Spot gold was up 0.2 percent at $1,234.24 an ounce at 0045 GMT, after rising 0.7 percent in the previous session.
U.S. gold futures for August delivery were 0.3 percent higher at $1,234.20 an ounce.
The dollar index, which measures the greenback against a basket of six major currencies, was down 0.2 percent at 94.252. It fell to its weakest since July 11 earlier in the session.
Trump on Friday dug in on his criticism of the Federal Reserve’s policy on raising interest rates, saying it takes away from the United States’ “big competitive edge.”
Trump on Friday said he was ready to impose tariffs on all $500 billion of imported goods from China, threatening to escalate a clash over trade policy that has unnerved financial markets.

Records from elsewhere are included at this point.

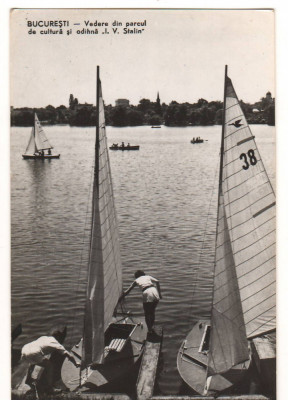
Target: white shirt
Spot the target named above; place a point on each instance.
(38, 350)
(149, 291)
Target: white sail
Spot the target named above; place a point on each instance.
(31, 148)
(105, 273)
(42, 143)
(244, 287)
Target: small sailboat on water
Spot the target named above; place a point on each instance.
(111, 344)
(216, 353)
(38, 143)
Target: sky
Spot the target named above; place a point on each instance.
(184, 68)
(180, 53)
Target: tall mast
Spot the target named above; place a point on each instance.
(34, 131)
(97, 131)
(223, 131)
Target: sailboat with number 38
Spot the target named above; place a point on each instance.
(216, 353)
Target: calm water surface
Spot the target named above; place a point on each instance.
(166, 197)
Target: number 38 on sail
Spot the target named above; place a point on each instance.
(216, 353)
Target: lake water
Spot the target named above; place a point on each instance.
(166, 196)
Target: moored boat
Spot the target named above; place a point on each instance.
(196, 140)
(38, 144)
(216, 353)
(112, 342)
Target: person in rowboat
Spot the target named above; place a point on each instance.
(151, 294)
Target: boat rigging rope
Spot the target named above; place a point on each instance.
(203, 241)
(84, 245)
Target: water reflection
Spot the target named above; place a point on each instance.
(166, 198)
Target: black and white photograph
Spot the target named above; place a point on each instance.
(143, 203)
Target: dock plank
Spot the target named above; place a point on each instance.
(148, 368)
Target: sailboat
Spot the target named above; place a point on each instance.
(38, 143)
(111, 344)
(216, 353)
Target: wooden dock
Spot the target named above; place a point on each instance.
(149, 364)
(264, 354)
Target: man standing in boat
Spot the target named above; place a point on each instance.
(39, 351)
(151, 295)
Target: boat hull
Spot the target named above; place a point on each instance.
(192, 365)
(124, 148)
(36, 157)
(115, 366)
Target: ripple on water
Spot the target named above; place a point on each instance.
(166, 198)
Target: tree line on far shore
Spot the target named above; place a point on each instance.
(146, 112)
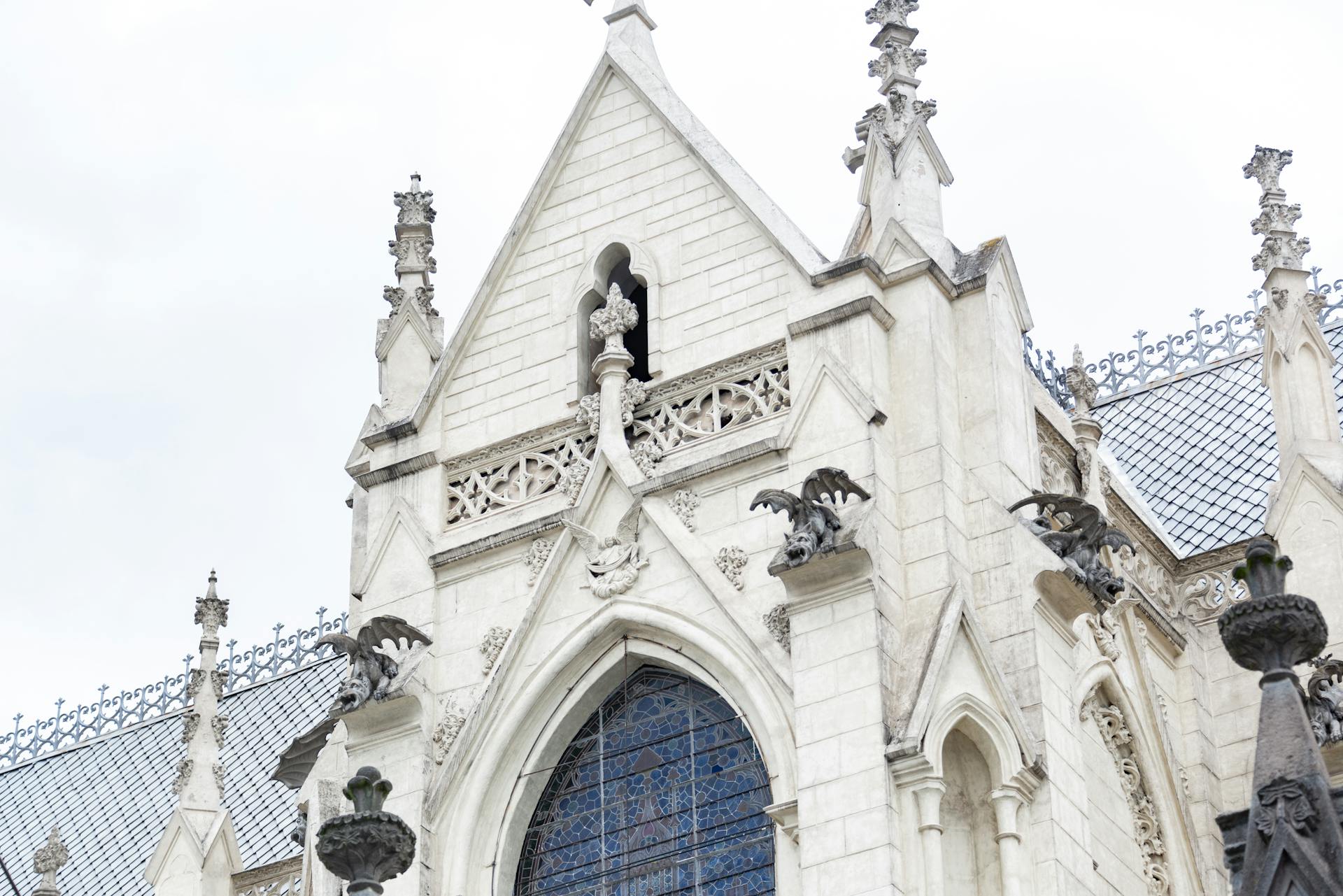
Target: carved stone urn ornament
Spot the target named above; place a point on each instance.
(367, 846)
(814, 522)
(1291, 837)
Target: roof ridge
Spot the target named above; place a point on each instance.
(129, 709)
(1177, 354)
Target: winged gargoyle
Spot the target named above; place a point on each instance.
(1080, 541)
(371, 669)
(374, 675)
(614, 562)
(814, 523)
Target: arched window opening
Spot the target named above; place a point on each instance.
(616, 264)
(661, 792)
(970, 851)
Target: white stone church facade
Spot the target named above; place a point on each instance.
(629, 690)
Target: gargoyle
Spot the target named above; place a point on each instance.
(614, 562)
(1080, 541)
(371, 669)
(814, 523)
(1325, 700)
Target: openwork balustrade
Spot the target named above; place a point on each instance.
(1209, 341)
(278, 879)
(108, 713)
(509, 473)
(718, 398)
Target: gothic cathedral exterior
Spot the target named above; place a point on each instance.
(727, 569)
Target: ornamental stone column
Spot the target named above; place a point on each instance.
(198, 852)
(1007, 804)
(1290, 841)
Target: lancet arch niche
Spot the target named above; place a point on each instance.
(662, 790)
(625, 265)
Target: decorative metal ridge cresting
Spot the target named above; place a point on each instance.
(1209, 341)
(264, 661)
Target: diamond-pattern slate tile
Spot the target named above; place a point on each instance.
(112, 797)
(1201, 449)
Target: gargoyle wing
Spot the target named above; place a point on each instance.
(586, 538)
(341, 642)
(394, 629)
(779, 503)
(1081, 513)
(1114, 539)
(834, 483)
(627, 529)
(301, 755)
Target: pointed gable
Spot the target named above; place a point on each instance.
(633, 164)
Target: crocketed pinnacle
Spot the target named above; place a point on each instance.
(411, 249)
(1281, 246)
(896, 67)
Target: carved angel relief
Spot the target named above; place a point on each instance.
(614, 562)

A policy debate in China on how best to address slowing growth deepened on Friday, as analysts urged authorities to boost fiscal stimulus amid rising risks to the world’s second-biggest economy from a bitter trade conflict with the United States.
Global finance leaders called on Sunday for stepped-up dialogue to prevent trade and geopolitical tensions from hurting growth, but ended a two-day G20 meeting with little consensus on how to resolve multiple disputes over U.S. tariff actions.
The Bank of Japan, facing stubbornly low inflation, is in unusually active discussions before this month’s policy decision, with changes to its interest-rate targets and stock-buying techniques on the table, people familiar with the central bank’s thinking told Reuters.
Japanese government bond prices fell sharply on Monday, with the benchmark 10-year yield hitting its highest level in nearly six months, following reports that the Bank of Japan is actively discussing changes to its policies.
Iranian President Hassan Rouhani on Sunday cautioned Trump about pursuing hostile policies against Tehran, saying “war with Iran is the mother of all wars”, but did not rule out peace between the two countries.
A drop in prices spurred some interest for physical gold in major Asian hubs last week, but failed to stoke significant demand in India as buyers awaited bigger dips.
Hedge funds and money managers switched to a net short position in COMEX gold contracts for the first time since 2016 in the week to July 17, U.S. Commodity Futures Trading Commission (CFTC) data showed on Friday.